Three people, including a policeman, have lost their lives in the eastern Democratic Republic of the Congo (DRC) during a protest against the government’s alleged failure to protect people after a brutal massacre took place in the country’s restive east over the last weekend.

The fatalities occurred on Wednesday when police and army troops, using teargas and warning shots, attempted to disperse several hundreds of protesting people, who had rallied on the main street of the northeastern city of Beni, located in the North Kivu province, and had blocked off some other streets with barricades.

In the first fatal incident, “a policeman and a civilian were killed, nine people were injured, (comprising) six civilians and three soldiers,” Beni Mayor Edmond Masumbuko said in a statement on Wednesday.

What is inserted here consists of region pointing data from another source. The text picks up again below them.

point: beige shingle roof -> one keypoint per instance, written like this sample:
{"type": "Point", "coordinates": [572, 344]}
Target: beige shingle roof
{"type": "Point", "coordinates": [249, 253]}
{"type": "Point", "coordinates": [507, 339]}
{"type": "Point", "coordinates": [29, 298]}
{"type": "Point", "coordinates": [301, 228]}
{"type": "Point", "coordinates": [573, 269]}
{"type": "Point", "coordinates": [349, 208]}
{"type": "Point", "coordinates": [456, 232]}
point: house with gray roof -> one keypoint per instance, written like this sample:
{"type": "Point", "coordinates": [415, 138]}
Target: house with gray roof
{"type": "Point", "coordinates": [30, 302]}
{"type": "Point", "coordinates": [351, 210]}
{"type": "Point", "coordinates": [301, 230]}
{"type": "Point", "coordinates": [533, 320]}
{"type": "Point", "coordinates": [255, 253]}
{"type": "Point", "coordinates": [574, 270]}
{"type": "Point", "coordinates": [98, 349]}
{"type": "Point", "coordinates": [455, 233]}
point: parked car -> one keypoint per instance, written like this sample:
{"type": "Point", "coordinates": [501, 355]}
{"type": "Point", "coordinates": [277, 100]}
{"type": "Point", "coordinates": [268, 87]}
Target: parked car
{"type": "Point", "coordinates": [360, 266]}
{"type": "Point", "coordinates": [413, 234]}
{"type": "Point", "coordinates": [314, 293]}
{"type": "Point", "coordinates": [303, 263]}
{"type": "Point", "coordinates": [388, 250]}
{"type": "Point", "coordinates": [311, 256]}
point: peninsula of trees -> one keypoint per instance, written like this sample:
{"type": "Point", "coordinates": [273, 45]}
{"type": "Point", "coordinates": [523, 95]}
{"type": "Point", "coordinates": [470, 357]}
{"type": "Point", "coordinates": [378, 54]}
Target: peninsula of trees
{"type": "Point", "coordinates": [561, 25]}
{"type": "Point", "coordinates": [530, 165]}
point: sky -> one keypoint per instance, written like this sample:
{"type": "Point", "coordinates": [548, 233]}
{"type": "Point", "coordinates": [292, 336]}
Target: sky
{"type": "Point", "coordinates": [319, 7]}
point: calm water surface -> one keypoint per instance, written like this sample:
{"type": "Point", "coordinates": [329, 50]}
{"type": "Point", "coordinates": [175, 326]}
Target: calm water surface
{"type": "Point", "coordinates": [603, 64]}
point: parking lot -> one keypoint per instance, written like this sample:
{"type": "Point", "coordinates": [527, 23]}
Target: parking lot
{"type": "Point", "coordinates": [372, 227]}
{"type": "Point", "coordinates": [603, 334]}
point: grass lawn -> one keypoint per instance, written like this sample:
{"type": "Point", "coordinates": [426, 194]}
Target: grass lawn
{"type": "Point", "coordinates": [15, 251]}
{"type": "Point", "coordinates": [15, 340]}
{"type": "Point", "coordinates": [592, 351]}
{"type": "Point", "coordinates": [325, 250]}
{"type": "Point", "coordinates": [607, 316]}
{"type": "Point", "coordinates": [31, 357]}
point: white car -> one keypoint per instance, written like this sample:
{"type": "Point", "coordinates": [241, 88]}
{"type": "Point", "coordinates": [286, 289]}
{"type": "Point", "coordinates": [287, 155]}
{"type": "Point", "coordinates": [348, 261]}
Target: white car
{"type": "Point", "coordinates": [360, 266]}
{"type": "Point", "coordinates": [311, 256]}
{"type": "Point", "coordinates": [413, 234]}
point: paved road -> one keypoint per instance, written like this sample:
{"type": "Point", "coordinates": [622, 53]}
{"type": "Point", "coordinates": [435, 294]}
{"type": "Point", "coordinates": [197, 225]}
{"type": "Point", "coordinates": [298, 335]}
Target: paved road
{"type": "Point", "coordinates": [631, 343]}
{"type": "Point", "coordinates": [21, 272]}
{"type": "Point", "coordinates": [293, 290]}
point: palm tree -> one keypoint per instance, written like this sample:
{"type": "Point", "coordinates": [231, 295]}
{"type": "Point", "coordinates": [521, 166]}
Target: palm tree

He said that in another incident, a woman, suspected of being a member of the Allied Democratic Forces (ADF) rebel group, was killed in northern Beni on the same day.

According to Gilbert Kambale, the head of Beni’s civil society movement, the young civilian was shot dead by a policeman.

Congolese police nabbed at least six protesters, threw them into a military jeep and took them away.

The protest had been staged at the end of a three-day mourning in the Central African country, called by civil groups, over a tragic incident in which members of ADF on Saturday night bypassed army positions in Beni and hacked to death 51 people in revenge for military operations in the area.

In the Wednesday demonstration, protesters also burned down an effigy of the Congolese President Joseph Kabila, as well as flags of his ruling People’s Party for Reconstruction and Democracy (PPRD), to show their dissent and hatred over the alleged inability of the government in safeguarding civilians’ lives.

The ADF, which is predominantly opposing Ugandan government, was founded in Uganda in 1995 and later moved to the impoverished DR Congo, and spread its reign of violence particularly in the North Kivu province. In its almost two decades of presence there, the rebel group has been accused of committing serious human rights violations, including recruiting child soldiers and rape, against local population.

The Congolese army, joined by UN troops, is on the offensive against the ADF and other rebel groups.